Just when you think health insurance companies can't get any more shady, Fortis/Assurant Health drops a young man after he is diagnosed with HIV. I wonder what the teabaggers have to say about this?
According to Reuters:
In May, 2002, Jerome Mitchell, a 17-year old college freshman from rural South Carolina, learned he had contracted HIV. The news, of course, was devastating, but Mitchell believed that he had one thing going for him: On his own initiative, in anticipation of his first year in college, he had purchased his own health insurance.
Shortly after his diagnosis, however, his insurance company, Fortis, revoked his policy. Mitchell was told that without further treatment his HIV would become full-blown AIDS within a year or two and he would most likely die within two years after that.

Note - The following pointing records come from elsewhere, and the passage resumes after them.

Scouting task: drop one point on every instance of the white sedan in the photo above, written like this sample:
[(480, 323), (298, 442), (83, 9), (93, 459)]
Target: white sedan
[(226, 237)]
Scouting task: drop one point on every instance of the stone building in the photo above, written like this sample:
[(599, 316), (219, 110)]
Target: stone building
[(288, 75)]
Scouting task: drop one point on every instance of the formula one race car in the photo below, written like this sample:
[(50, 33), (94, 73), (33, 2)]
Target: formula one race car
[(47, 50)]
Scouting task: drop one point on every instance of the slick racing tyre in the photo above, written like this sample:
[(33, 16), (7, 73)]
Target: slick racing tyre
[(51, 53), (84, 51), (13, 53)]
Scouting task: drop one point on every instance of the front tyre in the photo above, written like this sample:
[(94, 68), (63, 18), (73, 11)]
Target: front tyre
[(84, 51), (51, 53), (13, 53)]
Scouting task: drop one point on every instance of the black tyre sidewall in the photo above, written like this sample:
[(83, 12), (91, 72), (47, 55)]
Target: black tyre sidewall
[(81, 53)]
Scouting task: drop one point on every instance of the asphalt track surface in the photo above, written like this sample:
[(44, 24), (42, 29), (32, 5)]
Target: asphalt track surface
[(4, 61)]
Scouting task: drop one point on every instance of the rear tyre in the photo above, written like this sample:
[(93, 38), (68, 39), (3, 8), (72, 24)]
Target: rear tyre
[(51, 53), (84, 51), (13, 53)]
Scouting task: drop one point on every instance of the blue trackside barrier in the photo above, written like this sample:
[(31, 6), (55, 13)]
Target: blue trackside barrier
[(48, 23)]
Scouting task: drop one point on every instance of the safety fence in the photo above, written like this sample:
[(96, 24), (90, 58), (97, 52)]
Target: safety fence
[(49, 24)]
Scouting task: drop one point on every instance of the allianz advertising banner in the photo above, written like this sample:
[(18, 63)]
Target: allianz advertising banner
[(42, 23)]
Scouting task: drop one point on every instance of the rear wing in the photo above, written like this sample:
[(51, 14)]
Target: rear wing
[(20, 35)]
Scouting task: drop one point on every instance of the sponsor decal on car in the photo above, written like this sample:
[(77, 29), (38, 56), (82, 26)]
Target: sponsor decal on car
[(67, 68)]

But Fortis, now known as Assurant Health, ignored his attorney's letters, as they had earlier inquiries from a case worker at a local clinic who was helping him. So Mitchell sued. So he hired an attorney -- not because he wanted to sue anyone; on the contrary, the shy African-American teenager expected his insurance was canceled by mistake and would be reinstated once he set the company straight.
In September 2009, the South Carolina Supreme Court upheld the lower court's verdict, although the court reduced the amount to be paid him to $10 million. In 2004, a jury in Florence County, South Carolina, ordered Assurant Health, part of Assurant Inc, to pay Mitchell $15 million for wrongly revoking his health insurance policy.
By winning the verdict against Fortis, Mitchell not only obtained a measure of justice for himself; he also helped expose wrongdoing on the part of Fortis that could have repercussions for the entire health insurance industry.
Previously undisclosed records from Mitchell's case reveal that Fortis had a company policy of targeting policyholders with HIV. A computer program and algorithm targeted every policyholder recently diagnosed with HIV for an automatic fraud investigation, as the company searched for any pretext to revoke their policy. As was the case with Mitchell, their insurance policies often were canceled on erroneous information, the flimsiest of evidence, or for no good reason at all, according to the court documents and interviews with state and federal investigators...
Kudos to this young man for not only being responsible and getting health insurance but for taking on the insurance industry and winning.